The Bottleneck Just Moved
On March 5, OpenAI released GPT-5.4.
The benchmark that got attention: OSWorld-Verified — a test that measures an AI’s ability to operate a real desktop environment. GPT-5.4 scored 75%. Human baseline: 72.4%.
A machine is now better than the average human at operating a computer.
The coverage focused on jobs. Which roles are at risk. What this means for white-collar work. Whether executives should be worried.
Those are the wrong questions.
Here’s the question nobody asked: if AI just got better at doing the work, why did a BCG study of 1,488 workers — published the same month — find that cognitive fatigue among knowledge workers is increasing?

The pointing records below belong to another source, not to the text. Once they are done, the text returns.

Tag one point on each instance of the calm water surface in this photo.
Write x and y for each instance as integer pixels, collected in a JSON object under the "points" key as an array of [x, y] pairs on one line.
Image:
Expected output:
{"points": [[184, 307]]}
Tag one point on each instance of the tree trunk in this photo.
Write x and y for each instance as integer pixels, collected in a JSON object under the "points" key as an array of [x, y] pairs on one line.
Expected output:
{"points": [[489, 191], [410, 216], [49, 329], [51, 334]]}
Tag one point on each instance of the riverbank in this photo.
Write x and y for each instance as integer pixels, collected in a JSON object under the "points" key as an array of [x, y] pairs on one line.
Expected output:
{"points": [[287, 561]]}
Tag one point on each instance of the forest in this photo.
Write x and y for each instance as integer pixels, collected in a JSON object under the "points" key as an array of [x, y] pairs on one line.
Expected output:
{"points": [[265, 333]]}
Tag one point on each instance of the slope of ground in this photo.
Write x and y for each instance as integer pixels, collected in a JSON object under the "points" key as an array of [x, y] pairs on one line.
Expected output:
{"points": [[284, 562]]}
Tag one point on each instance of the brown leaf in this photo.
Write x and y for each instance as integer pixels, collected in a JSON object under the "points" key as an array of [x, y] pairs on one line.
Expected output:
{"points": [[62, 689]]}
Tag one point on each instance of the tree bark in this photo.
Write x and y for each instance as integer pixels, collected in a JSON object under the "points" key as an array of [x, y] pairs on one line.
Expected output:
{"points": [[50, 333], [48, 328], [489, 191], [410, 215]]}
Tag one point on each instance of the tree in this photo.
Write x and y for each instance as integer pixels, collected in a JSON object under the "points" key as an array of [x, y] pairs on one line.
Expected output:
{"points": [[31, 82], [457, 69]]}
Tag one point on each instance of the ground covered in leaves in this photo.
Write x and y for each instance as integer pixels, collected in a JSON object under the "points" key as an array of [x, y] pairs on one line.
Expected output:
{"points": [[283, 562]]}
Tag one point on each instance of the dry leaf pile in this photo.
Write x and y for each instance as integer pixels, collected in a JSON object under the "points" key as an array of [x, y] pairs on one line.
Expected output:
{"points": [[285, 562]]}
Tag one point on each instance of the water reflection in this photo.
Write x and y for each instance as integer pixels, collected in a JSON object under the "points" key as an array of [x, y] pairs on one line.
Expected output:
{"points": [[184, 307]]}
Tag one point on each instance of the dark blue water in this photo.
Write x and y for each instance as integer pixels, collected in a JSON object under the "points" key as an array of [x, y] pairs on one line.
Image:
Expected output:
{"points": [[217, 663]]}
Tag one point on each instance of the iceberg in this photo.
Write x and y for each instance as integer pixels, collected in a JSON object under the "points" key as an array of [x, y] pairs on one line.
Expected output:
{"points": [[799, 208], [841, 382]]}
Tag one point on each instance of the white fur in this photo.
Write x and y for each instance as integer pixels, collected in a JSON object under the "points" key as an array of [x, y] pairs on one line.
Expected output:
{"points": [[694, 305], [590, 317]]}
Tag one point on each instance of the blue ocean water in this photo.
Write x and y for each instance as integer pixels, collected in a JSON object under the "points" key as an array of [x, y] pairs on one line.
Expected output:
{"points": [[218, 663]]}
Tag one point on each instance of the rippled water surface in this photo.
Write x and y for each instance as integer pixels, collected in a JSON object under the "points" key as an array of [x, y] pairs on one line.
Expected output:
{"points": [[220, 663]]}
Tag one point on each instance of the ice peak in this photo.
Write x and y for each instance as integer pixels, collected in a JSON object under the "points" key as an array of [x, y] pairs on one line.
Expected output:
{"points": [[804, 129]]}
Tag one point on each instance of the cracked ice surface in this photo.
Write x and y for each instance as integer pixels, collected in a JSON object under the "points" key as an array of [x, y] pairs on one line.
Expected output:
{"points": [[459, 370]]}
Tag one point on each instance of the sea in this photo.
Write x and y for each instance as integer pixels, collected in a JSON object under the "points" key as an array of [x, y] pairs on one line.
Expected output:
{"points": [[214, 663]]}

The data that doesn’t fit the story
The BCG study measured something specific: what happens to people who actively use and oversee AI tools at work.
The findings are precise enough to be uncomfortable.
Workers managing high levels of AI oversight reported 14% more mental effort, 12% more mental fatigue, and 19% more information overload than those who weren’t. The ones experiencing what researchers named “AI brain fry” — mental exhaustion from excessive AI use and oversight — showed 33% more decision fatigue and made 39% more major errors.
14% of AI-using workers reported experiencing this.
In marketing departments: 26%. Among high performers: disproportionately higher.
HBR published it. CNN covered it. Fortune ran the headline. And still, somehow, the framing was: people are using too many AI tools, they should use fewer.
That’s not the problem. That’s the symptom.
What’s actually happening
Every time AI capability increases, the execution ceiling rises.
More work gets done. Faster. At higher quality. But every unit of execution generates coordination overhead: something to review, a decision triggered, a loop opened that someone has to close.
The bottleneck was never execution. The bottleneck was always coordination.
AI that executes 10x faster at human-level quality doesn’t reduce coordination overhead. It multiplies it. More outputs in less time means more review cycles, more branching decisions, more context to hold, more threads that are now open and waiting.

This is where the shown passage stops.